The 2020 ACS 5-year estimate reported 2,133 families residing in the CDP.

===2010 census===
As of the 2010 United States census, there were 8,541 people, 2,566 households, and 2,058 families residing in the CDP.

===2000 census===
As of the census of 2000, there were 8,479 people, 2,653 households, and 2,101 families living in the CDP. The population density was 5,124.3 PD/sqmi. There were 2,771 housing units at an average density of 1,674.7 /sqmi. The racial makeup of the CDP was 12.45% White (3.4% were Non-Hispanic White), 82.83% African American, 0.22% Native American, 0.83% Asian, 0.01% Pacific Islander, 2.00% from other races, and 1.65% from two or more races. Hispanic or Latino of any race were 12.47% of the population.
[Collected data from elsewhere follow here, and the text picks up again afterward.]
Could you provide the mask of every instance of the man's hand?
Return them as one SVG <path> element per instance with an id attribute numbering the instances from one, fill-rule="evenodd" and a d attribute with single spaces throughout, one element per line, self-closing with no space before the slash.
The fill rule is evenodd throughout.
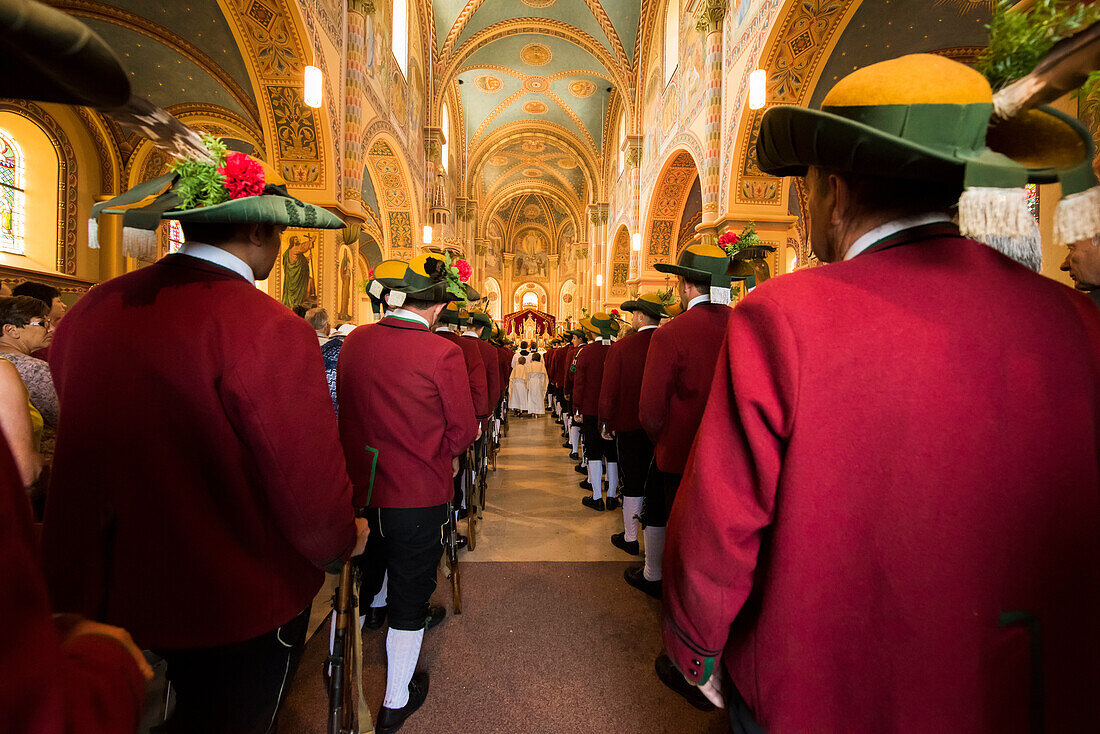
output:
<path id="1" fill-rule="evenodd" d="M 481 423 L 479 422 L 477 424 L 477 435 L 474 436 L 474 440 L 477 441 L 480 438 L 481 438 Z"/>
<path id="2" fill-rule="evenodd" d="M 451 459 L 451 478 L 454 479 L 458 476 L 458 457 Z"/>
<path id="3" fill-rule="evenodd" d="M 138 649 L 138 646 L 134 644 L 134 640 L 130 637 L 130 633 L 121 627 L 113 627 L 109 624 L 93 622 L 89 619 L 80 619 L 74 622 L 71 617 L 64 620 L 63 627 L 62 643 L 70 642 L 78 637 L 85 637 L 88 635 L 110 637 L 117 641 L 126 648 L 126 652 L 130 653 L 130 657 L 134 659 L 134 663 L 137 664 L 142 677 L 144 677 L 145 680 L 153 680 L 153 669 L 149 666 L 149 662 L 145 659 L 145 655 L 143 655 L 141 650 Z"/>
<path id="4" fill-rule="evenodd" d="M 607 430 L 607 426 L 603 426 L 600 428 L 600 437 L 603 438 L 604 441 L 615 440 L 615 434 Z"/>
<path id="5" fill-rule="evenodd" d="M 688 683 L 691 683 L 689 680 Z M 694 684 L 693 684 L 694 685 Z M 722 676 L 715 671 L 710 680 L 701 686 L 698 686 L 699 691 L 707 697 L 707 700 L 713 703 L 720 709 L 726 707 L 726 695 L 722 692 Z"/>
<path id="6" fill-rule="evenodd" d="M 363 555 L 363 551 L 367 549 L 367 537 L 369 535 L 370 526 L 367 525 L 367 518 L 355 518 L 355 547 L 351 549 L 353 556 Z"/>

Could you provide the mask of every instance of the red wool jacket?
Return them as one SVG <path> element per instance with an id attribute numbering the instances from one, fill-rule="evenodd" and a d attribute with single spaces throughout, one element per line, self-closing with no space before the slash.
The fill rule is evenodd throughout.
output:
<path id="1" fill-rule="evenodd" d="M 489 391 L 489 409 L 485 412 L 487 417 L 497 409 L 497 404 L 500 402 L 500 357 L 493 345 L 482 341 L 480 337 L 463 336 L 462 341 L 474 345 L 485 365 L 485 382 Z"/>
<path id="2" fill-rule="evenodd" d="M 558 380 L 558 387 L 563 391 L 565 390 L 565 373 L 569 369 L 569 365 L 573 363 L 573 352 L 576 351 L 576 347 L 572 344 L 562 347 L 561 354 L 558 356 L 558 362 L 554 366 L 554 372 Z"/>
<path id="3" fill-rule="evenodd" d="M 567 355 L 568 361 L 562 368 L 562 374 L 565 375 L 565 394 L 569 396 L 569 401 L 573 405 L 574 412 L 577 411 L 577 396 L 573 393 L 573 387 L 574 385 L 576 385 L 577 381 L 577 371 L 574 369 L 574 367 L 576 366 L 577 360 L 580 358 L 580 353 L 583 352 L 588 346 L 588 344 L 582 344 L 579 347 L 575 347 L 569 350 L 569 354 Z"/>
<path id="4" fill-rule="evenodd" d="M 731 311 L 699 303 L 650 337 L 638 418 L 653 441 L 661 471 L 684 471 Z"/>
<path id="5" fill-rule="evenodd" d="M 780 734 L 1095 731 L 1096 307 L 929 225 L 728 331 L 668 524 L 681 670 Z"/>
<path id="6" fill-rule="evenodd" d="M 500 395 L 504 397 L 504 390 L 508 386 L 508 379 L 512 375 L 512 350 L 506 347 L 497 347 L 497 354 L 500 361 L 498 366 L 500 371 L 497 373 L 497 377 L 500 380 Z"/>
<path id="7" fill-rule="evenodd" d="M 0 729 L 20 734 L 130 734 L 145 681 L 121 643 L 62 643 L 46 598 L 27 493 L 0 438 Z"/>
<path id="8" fill-rule="evenodd" d="M 90 290 L 51 353 L 56 609 L 163 649 L 246 640 L 310 604 L 355 525 L 309 324 L 168 255 Z"/>
<path id="9" fill-rule="evenodd" d="M 573 409 L 583 415 L 599 417 L 600 385 L 610 344 L 592 342 L 577 357 L 577 373 L 573 379 Z"/>
<path id="10" fill-rule="evenodd" d="M 452 344 L 458 345 L 462 350 L 462 359 L 466 364 L 466 375 L 470 385 L 470 399 L 474 405 L 474 415 L 485 418 L 489 415 L 489 371 L 485 368 L 485 362 L 481 358 L 481 350 L 476 344 L 471 344 L 469 339 L 464 339 L 450 329 L 442 329 L 435 332 Z"/>
<path id="11" fill-rule="evenodd" d="M 451 500 L 451 460 L 477 435 L 467 385 L 462 350 L 419 322 L 387 316 L 348 335 L 336 399 L 357 507 Z"/>
<path id="12" fill-rule="evenodd" d="M 612 431 L 639 431 L 638 403 L 642 396 L 649 340 L 656 327 L 627 334 L 611 345 L 600 386 L 600 420 Z"/>

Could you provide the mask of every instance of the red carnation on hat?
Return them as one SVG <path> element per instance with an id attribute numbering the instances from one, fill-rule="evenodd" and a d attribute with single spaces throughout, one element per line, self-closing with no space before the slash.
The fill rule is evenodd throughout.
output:
<path id="1" fill-rule="evenodd" d="M 455 267 L 458 268 L 458 279 L 463 283 L 469 281 L 470 276 L 474 274 L 474 269 L 465 260 L 455 261 Z"/>
<path id="2" fill-rule="evenodd" d="M 368 278 L 373 278 L 374 277 L 374 268 L 371 268 L 370 270 L 367 271 L 367 277 Z"/>
<path id="3" fill-rule="evenodd" d="M 218 169 L 225 182 L 229 198 L 259 196 L 264 190 L 264 167 L 244 153 L 230 153 L 225 165 Z"/>

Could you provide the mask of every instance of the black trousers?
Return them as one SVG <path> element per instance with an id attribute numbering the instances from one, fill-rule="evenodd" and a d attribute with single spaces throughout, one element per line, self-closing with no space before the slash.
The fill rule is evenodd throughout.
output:
<path id="1" fill-rule="evenodd" d="M 600 435 L 600 419 L 594 415 L 581 416 L 581 440 L 584 441 L 584 458 L 588 461 L 619 460 L 615 441 Z"/>
<path id="2" fill-rule="evenodd" d="M 269 734 L 298 669 L 309 607 L 271 632 L 232 645 L 156 650 L 168 663 L 176 709 L 165 734 Z"/>
<path id="3" fill-rule="evenodd" d="M 644 497 L 646 474 L 653 461 L 653 442 L 639 429 L 616 433 L 615 443 L 619 451 L 623 497 Z"/>
<path id="4" fill-rule="evenodd" d="M 680 487 L 683 476 L 661 471 L 657 468 L 656 459 L 649 463 L 645 492 L 642 495 L 642 525 L 655 528 L 668 525 L 672 502 L 676 499 L 676 490 Z"/>
<path id="5" fill-rule="evenodd" d="M 733 684 L 729 674 L 722 671 L 725 676 L 726 710 L 729 711 L 730 729 L 733 734 L 767 734 L 764 727 L 756 721 L 752 709 L 741 696 L 741 691 Z"/>
<path id="6" fill-rule="evenodd" d="M 435 591 L 436 567 L 443 556 L 447 505 L 370 507 L 367 524 L 367 550 L 357 559 L 363 574 L 360 598 L 369 604 L 389 572 L 386 607 L 390 627 L 424 629 L 428 600 Z"/>

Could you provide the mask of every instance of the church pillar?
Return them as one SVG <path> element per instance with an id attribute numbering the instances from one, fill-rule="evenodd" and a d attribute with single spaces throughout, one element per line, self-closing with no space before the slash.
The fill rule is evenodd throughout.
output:
<path id="1" fill-rule="evenodd" d="M 500 315 L 503 318 L 505 315 L 512 313 L 516 310 L 515 290 L 516 282 L 512 277 L 512 271 L 515 267 L 516 253 L 514 252 L 502 252 L 500 256 L 500 268 L 501 268 L 501 286 L 500 286 Z"/>
<path id="2" fill-rule="evenodd" d="M 122 214 L 100 213 L 97 236 L 100 282 L 124 275 L 126 259 L 122 252 Z"/>
<path id="3" fill-rule="evenodd" d="M 558 265 L 561 264 L 561 253 L 551 255 L 547 258 L 547 269 L 550 277 L 550 284 L 547 286 L 546 293 L 546 313 L 553 316 L 558 321 L 561 321 L 561 314 L 559 313 L 561 292 L 561 275 L 558 273 Z"/>
<path id="4" fill-rule="evenodd" d="M 370 5 L 367 9 L 365 6 Z M 366 16 L 374 3 L 348 3 L 348 42 L 344 74 L 344 189 L 345 201 L 359 201 L 363 188 L 363 96 Z"/>
<path id="5" fill-rule="evenodd" d="M 703 199 L 702 222 L 696 231 L 704 243 L 718 238 L 718 187 L 722 155 L 722 20 L 726 0 L 705 0 L 696 30 L 705 34 L 706 85 L 703 92 L 703 170 L 699 187 Z"/>
<path id="6" fill-rule="evenodd" d="M 588 229 L 588 226 L 585 227 Z M 591 260 L 588 259 L 588 243 L 577 242 L 573 245 L 573 252 L 577 258 L 577 288 L 573 291 L 573 312 L 580 317 L 581 309 L 588 308 L 588 283 L 593 280 L 589 275 Z M 576 324 L 574 324 L 575 326 Z"/>

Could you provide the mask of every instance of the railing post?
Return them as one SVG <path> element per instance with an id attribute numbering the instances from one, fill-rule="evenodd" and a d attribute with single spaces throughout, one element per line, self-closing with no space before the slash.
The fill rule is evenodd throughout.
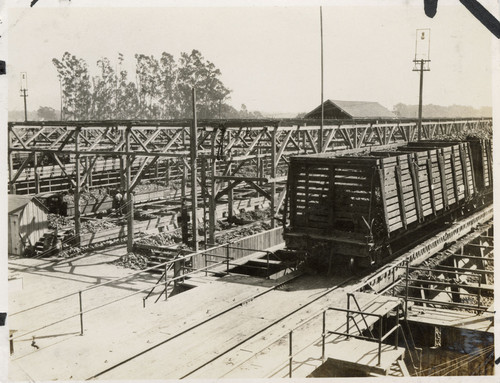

As of 2000, there were 2,653 households, out of which 32.5% had children under the age of 18 living with them, 42.4% were married couples living together, 30.1% had a female householder with no husband present, and 20.8% were non-families. 17.9% of all households were made up of individuals, and 8.3% had someone living alone who was 65 years of age or older. The average household size was 3.16 and the average family size was 3.55.

In 2000, the CDP, the population was spread out, with 29.0% under the age of 18, 9.0% from 18 to 24, 26.3% from 25 to 44, 21.8% from 45 to 64, and 14.0% who were 65 years of age or older. The median age was 35 years. For every 100 females, there were 83.8 males. For every 100 females age 18 and over, there were 77.9 males.

In 2000, the median income for a household in the CDP was $38,191, and the median income for a family was $44,095. Males had a median income of $31,286 versus $27,882 for females. The per capita income for the CDP was $15,824. About 14.0% of families and 15.1% of the population were below the poverty line, including 23.0% of those under age 18 and 14.8% of those age 65 or over.

As of 2000, speakers of English as a first language accounted for 87.29% of residents, while Spanish as a mother tongue made up 12.70% of the population.
==Attractions==
Annually, people travel back to Miami-Dade County to celebrate the Historic Weekend hosted by the Historic Society.

The Richmond Heights 49ers was funded in part by a grant from the Florida Humanities Council, National Endowment of the Arts, Miami-Dade County Cultural Arts Department, and the Greater Miami Convention & Visitors Bureau.